Question

. Rao’s Finance claims that less than 50% of adults in Suva have a will. A will is a legal document that sets forth your wishes regarding the distribution of your property and the care of any minor children. If you die without a will, those wishes may not be carried out. To substantiate the claim, a random sample of 1000 adults showed that 450 of them have a will.
A. At the 5% significance level, can you conclude that the percentage of people who have a will is less than 50%?
B. What is the Type I error in part A? What is the probability of making this error? C. What would your decision be in part A if the probability of making a Type I error were zero? Explain.

Answer 1

(a) We conclude that the percentage of people who have a will is less than 50% at 5% significance level.

(b) The Type I error in part A is that : The probability of rejecting null hypothesis given the fact that null hypothesis is true.

(c) If the probability of making a Type I error were zero then our decision would be to reject the null hypothesis.

Step-by-step explanation:

We are given that Rao’s Finance claims that less than 50% of adults in Suva have a will.

To substantiate the claim, a random sample of 1000 adults showed that 450 of them have a will.

Let p = population percentage of people who have a will.

SO, Null Hypothesis, $H_0$ : p = 50%      {means that the percentage of people who have a will is equal to 50%}

Alternate Hypothesis, $H_A$ : p < 50%      {means that the percentage of people who have a will is less than 50%}

The test statistics that would be used here One-sample z test for proportions;

                       T.S. =  $\frac{\hat p-p}{\sqrt{\frac{\hat p(1-\hat p)}{n} } }$  ~ N(0,1)

where, $\hat p$ = sample proportion of people who have a will = $\frac{450}{1000}$ = 0.45

          n = sample of adults = 1000

So, the test statistics  =  $\frac{0.45 -0.50}{\sqrt{\frac{0.45(1-0.45)}{1000} } }$

                                     =  -3.178

The value of z test statistics is -3.178.

(a) Now, at 5% significance level the z table gives critical value of -1.645 for left-tailed test.

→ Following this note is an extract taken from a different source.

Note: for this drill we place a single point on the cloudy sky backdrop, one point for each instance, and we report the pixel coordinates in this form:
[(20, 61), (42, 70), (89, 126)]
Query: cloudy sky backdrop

Since our test statistic is less than the critical value of z as -3.178 < -1.645, so we have sufficient evidence to reject our null hypothesis as it will fall in the rejection region due to which we reject our null hypothesis.

Therefore, we conclude that the percentage of people who have a will is less than 50%.

(b) The Type I error in part A is that : The probability of rejecting null hypothesis given the fact that null hypothesis is true, that means;

We have concluded that the percentage of people who have a will is less than 50% but in fact the percentage of people who have a will is equal to 50%.

The probability of making Type I error is the level of significance = 5%.

(c) If the probability of making a Type I error were zero then our decision would be to reject the null hypothesis and we reached to the conclusion that the percentage of people who have a will is less than 50%.